There's a partial behavioral mismatch here after changes in T11968, where some Future methods have blurry behavior and responsibilities.

In particular, when start() is called like this (an external caller explicitly starts a future), and starting the future raises an exception, it should set the exception state on the Future. It currently does not.

A piece of muddiness here is that there are two different "start" methods ("start()" and "startFuture()") which do slightly different things, don't strictly compose one another, and aren't clear about their behavior.

The actual semantic difference we want is one method that means "startThisFutureAndThrowExceptions()", and one method that means "startThisFutureAndHoldExceptionsUntilResolution()"; both should set exception state on the future.
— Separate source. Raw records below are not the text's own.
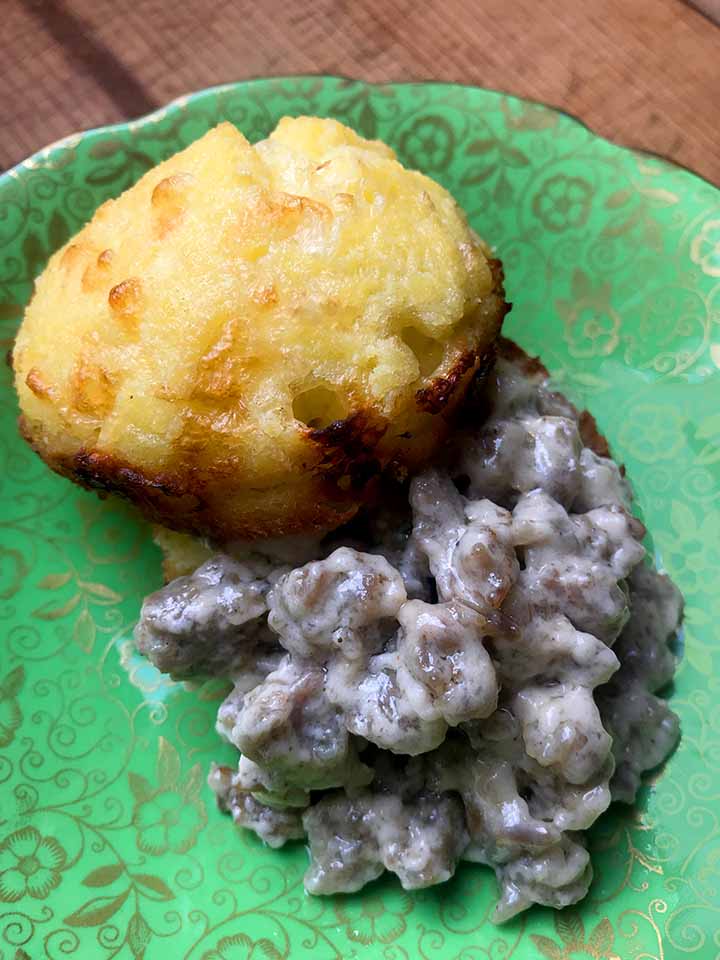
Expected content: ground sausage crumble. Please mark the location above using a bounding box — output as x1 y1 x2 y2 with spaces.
136 344 682 921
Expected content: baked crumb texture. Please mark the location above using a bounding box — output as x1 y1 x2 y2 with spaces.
13 117 508 541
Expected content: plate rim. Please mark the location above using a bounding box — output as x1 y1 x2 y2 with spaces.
0 73 720 195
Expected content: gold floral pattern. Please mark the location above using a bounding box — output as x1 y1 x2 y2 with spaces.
0 666 25 747
690 219 720 277
555 268 620 358
533 173 592 233
335 892 412 945
201 933 283 960
0 77 720 960
129 737 207 856
0 827 67 903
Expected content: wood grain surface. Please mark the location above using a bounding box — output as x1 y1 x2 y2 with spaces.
0 0 720 184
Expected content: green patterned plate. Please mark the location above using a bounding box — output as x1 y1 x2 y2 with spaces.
0 77 720 960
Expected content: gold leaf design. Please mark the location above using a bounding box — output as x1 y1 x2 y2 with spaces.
553 911 585 948
80 863 124 887
31 593 80 620
126 913 152 960
63 887 131 927
78 580 122 603
530 933 565 960
587 917 615 957
73 610 97 653
133 873 175 900
157 737 180 787
38 570 72 590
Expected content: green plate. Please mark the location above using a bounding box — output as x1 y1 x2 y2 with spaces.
0 77 720 960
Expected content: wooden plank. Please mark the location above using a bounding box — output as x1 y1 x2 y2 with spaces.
0 0 720 183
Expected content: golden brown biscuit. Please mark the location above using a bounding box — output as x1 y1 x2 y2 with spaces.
14 117 507 540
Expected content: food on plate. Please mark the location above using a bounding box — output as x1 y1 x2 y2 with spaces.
136 340 682 921
13 117 682 921
13 117 507 540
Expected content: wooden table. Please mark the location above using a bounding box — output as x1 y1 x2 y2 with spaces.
0 0 720 184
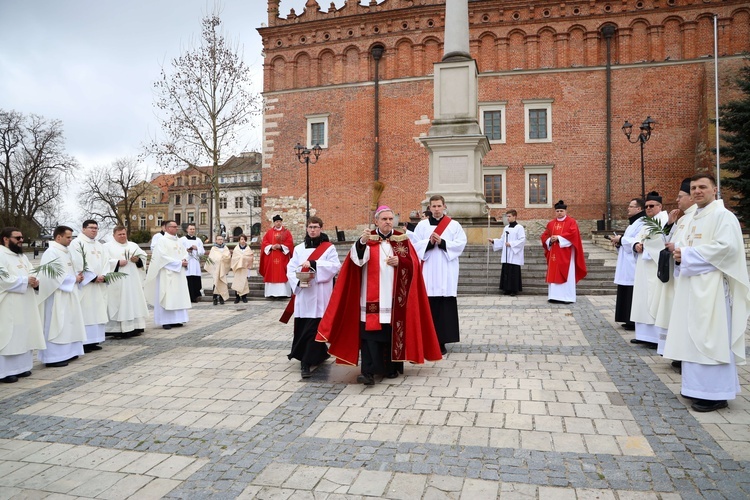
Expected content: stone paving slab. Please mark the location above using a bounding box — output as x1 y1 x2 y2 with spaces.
0 296 750 500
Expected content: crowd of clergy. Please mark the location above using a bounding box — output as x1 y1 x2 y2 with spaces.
611 173 750 412
0 178 750 412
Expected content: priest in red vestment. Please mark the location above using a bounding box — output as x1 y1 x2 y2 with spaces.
258 214 294 297
542 200 586 304
317 206 442 385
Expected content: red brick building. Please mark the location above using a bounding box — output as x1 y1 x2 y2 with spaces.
258 0 750 235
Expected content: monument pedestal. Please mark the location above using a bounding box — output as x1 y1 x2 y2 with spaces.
420 55 490 219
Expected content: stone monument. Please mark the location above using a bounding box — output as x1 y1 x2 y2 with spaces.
420 0 490 224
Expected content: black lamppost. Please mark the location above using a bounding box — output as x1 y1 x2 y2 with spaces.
622 116 656 200
294 142 323 219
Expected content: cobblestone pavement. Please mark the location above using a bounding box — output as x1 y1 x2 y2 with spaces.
0 297 750 500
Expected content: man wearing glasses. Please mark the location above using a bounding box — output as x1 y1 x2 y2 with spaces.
284 216 341 378
611 198 646 330
36 226 86 368
0 227 45 383
143 220 192 330
70 219 109 353
630 191 669 349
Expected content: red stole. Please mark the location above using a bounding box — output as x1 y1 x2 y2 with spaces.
315 231 442 365
279 241 332 323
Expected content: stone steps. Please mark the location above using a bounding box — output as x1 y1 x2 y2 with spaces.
204 237 617 300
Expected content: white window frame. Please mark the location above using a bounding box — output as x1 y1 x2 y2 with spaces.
482 166 508 208
523 99 554 143
305 113 331 149
523 165 553 208
479 101 507 145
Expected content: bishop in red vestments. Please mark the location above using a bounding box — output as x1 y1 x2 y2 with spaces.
258 214 294 297
317 207 442 385
542 200 586 303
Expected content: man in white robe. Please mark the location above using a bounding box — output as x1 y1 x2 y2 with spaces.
284 216 341 378
0 227 45 383
630 191 669 349
180 224 206 302
206 234 232 305
104 226 148 338
143 220 192 330
610 198 646 330
412 195 466 355
70 219 109 352
651 177 697 356
664 173 750 412
489 209 526 297
37 226 86 368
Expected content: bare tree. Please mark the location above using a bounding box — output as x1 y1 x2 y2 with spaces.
80 158 150 236
0 109 78 233
147 14 261 236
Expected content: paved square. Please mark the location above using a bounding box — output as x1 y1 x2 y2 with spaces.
0 296 750 500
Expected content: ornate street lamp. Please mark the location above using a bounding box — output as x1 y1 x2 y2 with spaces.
294 142 323 219
622 116 656 201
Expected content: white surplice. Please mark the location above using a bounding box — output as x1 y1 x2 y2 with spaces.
630 210 669 344
0 246 45 378
68 234 109 344
37 241 86 363
492 224 526 266
286 243 344 318
664 200 750 400
143 234 192 326
412 219 466 297
104 240 148 333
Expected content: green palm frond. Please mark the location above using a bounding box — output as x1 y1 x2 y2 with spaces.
104 271 127 285
31 259 63 279
643 216 667 238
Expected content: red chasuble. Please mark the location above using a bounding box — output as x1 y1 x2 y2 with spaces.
542 216 586 284
258 227 294 283
315 231 442 366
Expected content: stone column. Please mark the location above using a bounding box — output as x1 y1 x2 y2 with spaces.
443 0 471 61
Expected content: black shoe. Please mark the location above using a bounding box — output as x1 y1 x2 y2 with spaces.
690 399 729 413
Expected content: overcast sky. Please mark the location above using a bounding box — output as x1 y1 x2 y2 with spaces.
0 0 332 172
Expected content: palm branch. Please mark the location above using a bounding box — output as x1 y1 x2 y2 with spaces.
31 258 63 279
643 216 667 238
104 271 127 285
78 241 89 273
The latter is an internal API.

Since "start()" is external and widely used, I'm hesitant to change its name, and I don't have a much better name for "startFuture()" at the moment, but I'm at least going to realign the semantics of these methods.

This issue doesn't impact behavior here, since the future never actually raises an exception.


Instead, we can reproduce the behavior by making the future fail to start a subprocess immediately:

diff --git a/src/future/exec/ExecFuture.php b/src/future/exec/ExecFuture.php
index 0264d4d3..c0e0cee7 100644
--- a/src/future/exec/ExecFuture.php
+++ b/src/future/exec/ExecFuture.php
@@ -545,6 +545,15 @@ final class ExecFuture extends PhutilExecutableFuture {
    * @task internal
    */
   public function isReady() {
+    $this->recordResult(
+      array(
+        1,
+        '',
+        'fake failure',
+      ));
+
+    return true;
+
     // NOTE: We have a soft dependencies on PhutilErrorTrap here, to avoid
     // the need to build it into the Phage agent. Under normal circumstances,
     // this class are always available.
$ ./bin/phd debug task
Launching daemons (in debug mode):
(Logs will appear in "/Users/epriestley/dev/core//log/local/phd/daemons.log".)

    (Pool: 1) PhabricatorTaskmasterDaemon


    phabricator/scripts/daemon/ $ ./phd-daemon --verbose -l local

2020-07-23 8:33:02 AM [OVER] Started new daemon overseer (with PID "42883").
2020-07-23 8:33:02 AM [AUTO] Scaling pool "debug" up to 1 daemon(s).
2020-07-23 8:33:03 AM [INIT] Starting process.
[2020-07-23 08:33:03] EXCEPTION: (RuntimeException) proc_get_status() expects parameter 1 to be resource, null given at [<arcanist>/src/error/PhutilErrorHandler.php:263]
arcanist(head=master, ref.master=65cda1596f25, custom=1), corgi(head=master, ref.master=72dc914db4d4), instances(head=master, ref.master=790fd1d96b6d), libcore(), phabricator(head=master, ref.master=fcb75d0503c6, custom=10), services(head=master, ref.master=35f9c1919842)
  #0 PhutilErrorHandler::handleError(integer, string, string, integer, array)
  #1 proc_get_status(NULL) called at [<arcanist>/src/future/exec/ExecFuture.php:902]
  #2 ExecFuture::procGetStatus() called at [<arcanist>/src/future/exec/ExecFuture.php:94]
  #3 ExecFuture::getPID() called at [<phabricator>/src/infrastructure/daemon/PhutilDaemonHandle.php:351]
  #4 PhutilDaemonHandle::startDaemonProcess() called at [<phabricator>/src/infrastructure/daemon/PhutilDaemonHandle.php:152]
  #5 PhutilDaemonHandle::update() called at [<phabricator>/src/infrastructure/daemon/PhutilDaemonPool.php:190]
  #6 PhutilDaemonPool::updatePool() called at [<phabricator>/src/infrastructure/daemon/PhutilDaemonOverseer.php:174]
  #7 PhutilDaemonOverseer::run() called at [<phabricator>/scripts/daemon/launch_daemon.php:24]

This exception can cause the daemons to stop, by propagating out of run() in the Overseer. This isn't great, but I think it's ultimately the correct behavior -- this is a completely unexpected condition, and we're better off shutting down than continuing. The error is also logged properly.

I believe the above changes resolved this, and it hasn't cropped up again.